In other instances, researchers reported being able to attack machine-learning algorithms that generate automated responses to email messages using malicious text that can train the model to send back sensitive data like credit cards, reported MIT Technology Review.
And it's not just the direct attacks against automated machinery of AI-backed systems that organizations will need to worry about, warns David Danks, chief ethicist at Carnegi Mellon University's Block Center for Technology & Society.
"Instead, we should worry about the corruption of human situational awareness through adversarial AI, which can be equally effective in undermining the safety, stability, and trust in the AI and robotic technologies," he wrote in a recent piece for IEEE Spectrum, warning that just providing faulty intelligence to human decision-makers could cause huge problems.
In enterprises this could mean distorted and poisoned results or intelligence about supply chains, sales forecasting, or other business-critical matters. In other public safety or defense use cases it could be even more extreme. For example, Danks touched on the intersection of nuclear weapons and AI, which could play a role in the intelligence, surveillance, and reconnaissance (ISR) systems that inform decision makers about whether or not to use these weapons:
"The worldwide sensor and data input streams almost certainly cannot be processed entirely by human beings. We will need to use (or perhaps already do use) AI technologies without a human in the loop to help us understand our world, and so there may not always be a human to intercept adversarial attacks against those systems.
Our situational awareness can therefore be affected or degraded due to deliberately distorted “perceptions” coming from the AI analyses."
As enterprises increasingly deploy AI-backed systems across their technology stack, security and risk professionals are going to need to come to a greater understanding of the risks posed to their operations by adversarial machine learning. The attack surface grows as AI swiftly moves from experimental to business-critical deployments. As a result, expect in the coming years for CISOs and their reports to tack on the duty of securing AI to their growing list of responsibilities.
Forward looking security leaders who want to get ahead of this problem can get started by following the work of adversarial machine learning researchers. One great resource to jump-start the learning process is a recent threat modeling document written by some big thinkers at Microsoft and the Berkman Klein Center for Internet and Society at Harvard University.

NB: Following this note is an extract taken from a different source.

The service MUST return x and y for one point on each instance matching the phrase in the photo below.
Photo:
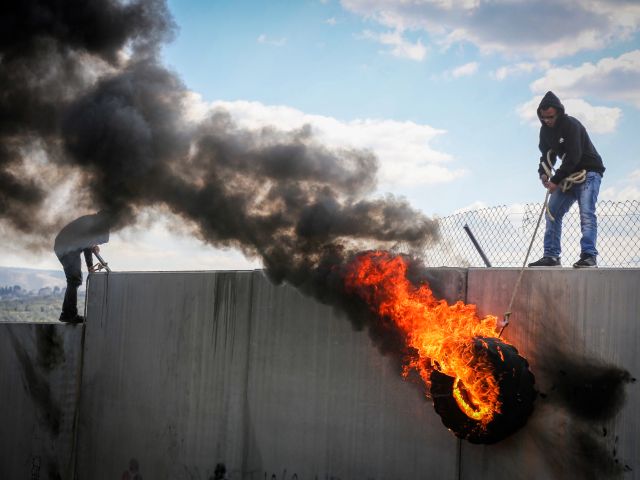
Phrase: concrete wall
(40, 373)
(185, 370)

Released in November 2019, Failure Modes in Machine Learning compiles information from hundreds of research efforts written about adversarial machine learning over the past couple of years. It's got a pretty comprehensive list of all of the types of attacks and unintentional corruptions to AI systems that could cause them to malfunction or otherwise compromise their confidentiality, integrity, or availability. This is the taxonomy by which Microsoft has changed its own security development lifecycle and led its data scientists and security engineers to start thinking about how to model threats against their ML systems before deploying to production.
Sharing it was meant to get software developers, security incident responders, lawyers, and policy makers on the same page about the problem so they can start making headway on the risks to AI.